The orthopedic implant industry has developed a number of innovative technologies in an effort to improve the outcomes of total joint replacement surgery. In recent years, these technologies have been marketed directly to patients, which has increased the awareness as well as confusion on what these different designs mean. The most important message is that while a certain manufacturer may claim that their design is better, almost all of the available registry data (large collections of data that track total joint surgery outcomes) show that there is no clear advantage to any of these designs when it comes to improving outcomes. Here are specific implant design terms your surgeon may discuss:
Gender specific Joint Replacement Implant: This refers to a modified implant design that accounts for average anatomic differences between men’s and women’s knees. Most manufacturers have incorporated similar modifications in their newer designs, which allow for more sizing options so that the prosthesis can be more accurately fit to the patient’s native anatomy and recreate the natural function of the knee.
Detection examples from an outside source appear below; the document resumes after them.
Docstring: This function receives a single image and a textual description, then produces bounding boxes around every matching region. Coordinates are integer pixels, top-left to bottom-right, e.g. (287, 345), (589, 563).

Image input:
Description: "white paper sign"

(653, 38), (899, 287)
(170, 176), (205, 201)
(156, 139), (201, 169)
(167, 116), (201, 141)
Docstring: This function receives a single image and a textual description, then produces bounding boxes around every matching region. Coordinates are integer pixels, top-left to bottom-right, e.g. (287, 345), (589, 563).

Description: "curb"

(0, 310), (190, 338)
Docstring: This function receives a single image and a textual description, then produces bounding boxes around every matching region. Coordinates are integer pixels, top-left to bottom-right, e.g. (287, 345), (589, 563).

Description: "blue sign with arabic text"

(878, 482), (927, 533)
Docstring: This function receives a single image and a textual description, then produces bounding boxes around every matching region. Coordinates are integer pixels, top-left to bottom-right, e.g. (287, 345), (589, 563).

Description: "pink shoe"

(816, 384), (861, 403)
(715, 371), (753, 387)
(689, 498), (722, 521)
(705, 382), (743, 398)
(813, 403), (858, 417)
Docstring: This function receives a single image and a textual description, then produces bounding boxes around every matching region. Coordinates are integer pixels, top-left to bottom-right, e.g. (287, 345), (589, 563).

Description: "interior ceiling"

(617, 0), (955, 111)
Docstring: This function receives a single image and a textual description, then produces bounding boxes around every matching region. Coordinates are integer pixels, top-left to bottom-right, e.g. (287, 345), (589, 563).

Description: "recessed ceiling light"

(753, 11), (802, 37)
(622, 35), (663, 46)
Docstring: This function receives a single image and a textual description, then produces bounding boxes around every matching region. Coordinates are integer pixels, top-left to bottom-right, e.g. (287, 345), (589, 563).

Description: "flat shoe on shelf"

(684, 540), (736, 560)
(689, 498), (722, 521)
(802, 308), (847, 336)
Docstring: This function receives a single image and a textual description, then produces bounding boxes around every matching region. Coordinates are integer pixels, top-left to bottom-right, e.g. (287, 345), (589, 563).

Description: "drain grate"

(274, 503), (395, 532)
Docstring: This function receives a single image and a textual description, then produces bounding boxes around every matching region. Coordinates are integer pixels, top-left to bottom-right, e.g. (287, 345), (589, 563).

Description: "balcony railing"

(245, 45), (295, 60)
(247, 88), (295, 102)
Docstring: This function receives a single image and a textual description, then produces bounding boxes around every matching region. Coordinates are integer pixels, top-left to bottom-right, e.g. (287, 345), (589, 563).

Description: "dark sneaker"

Rotating platform Joint Replacement Implant: This refers to a plastic bearing that independently rotates on a metal tray on which it is seated. More often, the plastic bearing locks into the metal tray – referred to as a “fixed bearing.” Some theoretical advantages to the rotating platform concept when it was initially designed was that it could reduce the wear of the plastic bearing, reduce the rate of loosening of the metal parts, and better replicate how a patient’s knee works (kinematics). Most current data shows that after five to ten years in use, there does not appear to be any difference between rotating platform and fixed bearing designs in any of these outcomes.